When Your Health Is a Business the System Is Sick

(Photo: Steve Rhodes)

When Your Health Is a Business the System Is Sick

A new year begins. The competition for my health care spending dollars shifts. I pivot from just the usual payment plans, monthly out-of-pocket bill payments, and payment of my premiums to health solutions that do not require doctor visits. For many Americans insured through private insurance plans, deductibles are now reset to zero. It is the time of year that many in the U.S. worry most about as an illness or injury could be a really bad way to usher in the new year and make the remainder of the year stressful and difficult.

In the United States, our health care access is often subject to payment of thousands of dollars in deductibles and other out-of-pocket costs that make millions of us do everything we can to avoid needing care. This does not mean we don't need care. It just means we avoid it and the bills that come along with being human enough to get sick or hurt. That has not changed much under the ACA/Obamacare.

We suck up over the counter medications for everything from the common cold to allergies to digestive troubles to fevers to rashes and lots of other health concerns. We diagnose our own ailments as much as possible using the Internet and trying to guess our way out of the need for a doctor's visit.

Some argue that a health system that relies on market competition makes health care better and drives down costs as consumers (patients) shop for the most affordable care options. This just doesn't work. Many of the most intelligent people in our nation know that a public, universal health care system would be far superior in almost every way -- economically and in terms of health outcomes. And poll results just this week reinforce that the American voting public still favors a single-payer system.

Publications all over the world--other parts of the world, that is--feature the writings of educated Americans celebrating the virtues of a system that is very unlike the one we have in the U.S. One recent piece was published in the U.K.. It was written by Amartya Sen, a Nobel prize-winning professor of economics and philosophy. By all accounts, it seems Professor Sen is a pretty decent thinker. He posits that universal health care is an affordable dream. He doesn't seem like he's anti-American or anti-profits.

In one excerpt from the article in which he argues that universal care is an affordable dream, Sen writes, "In the absence of a reasonably well-organised system of public health care for all, many people are afflicted by overpriced and inefficient private health care. As has been analysed by many economists, most notably Kenneth Arrow, there cannot be a well-informed competitive market equilibrium in the field of medical attention, because of what economists call 'asymmetric information'. Patients do not typically know what treatment they need for their ailments, or what medicine would work, or even what exactly the doctor is giving to them as a remedy. Unlike in the market for many commodities, such as shirts or umbrellas, the buyer of medical treatment knows far less than what the seller - the doctor - does, and this vitiates the efficiency of market competition."

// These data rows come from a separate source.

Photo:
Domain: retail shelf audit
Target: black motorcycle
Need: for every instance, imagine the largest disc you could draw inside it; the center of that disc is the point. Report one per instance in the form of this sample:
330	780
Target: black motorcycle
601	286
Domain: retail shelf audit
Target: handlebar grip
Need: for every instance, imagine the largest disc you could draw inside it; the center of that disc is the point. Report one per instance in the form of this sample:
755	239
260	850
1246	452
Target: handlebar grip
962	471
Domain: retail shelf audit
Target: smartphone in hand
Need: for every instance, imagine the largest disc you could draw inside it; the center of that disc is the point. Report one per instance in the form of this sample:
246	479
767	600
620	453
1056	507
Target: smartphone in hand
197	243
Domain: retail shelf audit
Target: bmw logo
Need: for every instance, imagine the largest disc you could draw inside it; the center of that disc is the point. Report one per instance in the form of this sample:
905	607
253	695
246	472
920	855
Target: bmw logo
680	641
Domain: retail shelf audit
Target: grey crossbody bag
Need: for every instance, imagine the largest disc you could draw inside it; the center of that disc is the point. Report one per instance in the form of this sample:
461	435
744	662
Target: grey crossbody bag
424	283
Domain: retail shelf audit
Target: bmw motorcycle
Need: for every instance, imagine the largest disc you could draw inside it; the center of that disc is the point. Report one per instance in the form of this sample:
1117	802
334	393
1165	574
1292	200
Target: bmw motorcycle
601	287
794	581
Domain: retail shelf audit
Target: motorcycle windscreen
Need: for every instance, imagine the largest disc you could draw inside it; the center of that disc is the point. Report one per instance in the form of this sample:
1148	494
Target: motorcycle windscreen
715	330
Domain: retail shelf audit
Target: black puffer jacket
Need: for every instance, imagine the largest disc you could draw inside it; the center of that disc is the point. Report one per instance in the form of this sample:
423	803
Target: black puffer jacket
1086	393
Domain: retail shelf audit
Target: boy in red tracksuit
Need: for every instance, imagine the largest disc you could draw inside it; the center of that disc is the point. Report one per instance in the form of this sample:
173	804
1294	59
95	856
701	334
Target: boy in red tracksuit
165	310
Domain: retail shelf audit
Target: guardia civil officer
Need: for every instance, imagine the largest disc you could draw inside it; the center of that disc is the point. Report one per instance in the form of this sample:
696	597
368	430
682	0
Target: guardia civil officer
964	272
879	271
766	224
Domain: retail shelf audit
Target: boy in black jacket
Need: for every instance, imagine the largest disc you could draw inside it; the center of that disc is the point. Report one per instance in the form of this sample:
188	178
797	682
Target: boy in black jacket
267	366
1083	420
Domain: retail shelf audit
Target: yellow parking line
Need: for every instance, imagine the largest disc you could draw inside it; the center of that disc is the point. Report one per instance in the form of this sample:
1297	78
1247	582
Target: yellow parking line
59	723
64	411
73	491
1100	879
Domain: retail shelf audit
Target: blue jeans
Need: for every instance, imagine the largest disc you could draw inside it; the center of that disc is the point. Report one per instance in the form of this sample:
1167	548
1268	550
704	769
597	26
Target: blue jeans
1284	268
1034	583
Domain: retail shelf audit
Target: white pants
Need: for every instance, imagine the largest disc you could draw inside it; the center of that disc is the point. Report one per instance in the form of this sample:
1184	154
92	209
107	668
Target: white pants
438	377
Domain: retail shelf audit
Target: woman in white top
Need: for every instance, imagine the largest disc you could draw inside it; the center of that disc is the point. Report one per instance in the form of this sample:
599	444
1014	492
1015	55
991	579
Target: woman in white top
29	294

Let's state that again. The buyer (you and me) knows far less than the seller (physicians and other providers) about the care or treatment that may or may not be needed and this intensely unbalanced knowledge/experience level destroys what many people claim would be the efficiency of free market competition. Our health care system cannot rely on providers to be fully honest about what they know. The health industry's pressure to score profits means that we cannot trust everything we are advised to do in terms of treatments.

The doctor-patient relationship most of us would prefer is tainted by too many hands in the profit pot. From insurance brokers and even the ACA exchanges to the insurance companies to Big Pharma to corporate providers, financial services groups and collection agencies and beyond, scores of profit-driven forces stand to gain or lose based on what our doctors advise us -- or even convince us -- to do to get and stay healthy. Oh, wait, staying healthy isn't a way to make the biggest profits, is it?

And woe be to the patient (consumer) who questions his or her treatment options when something seems "off." Many of us have been dismissed by providers who act insulted by even the suggestion that money or profit is playing a part in the delivery of our care. We are to be obedient servants of the medical-financial-industrial complex. The playing field isn't free, and it will not get any more free until health care is handled as a universal, public good in which every one of us is invested in the best outcomes and not just the shareholders who only desire their own enrichment.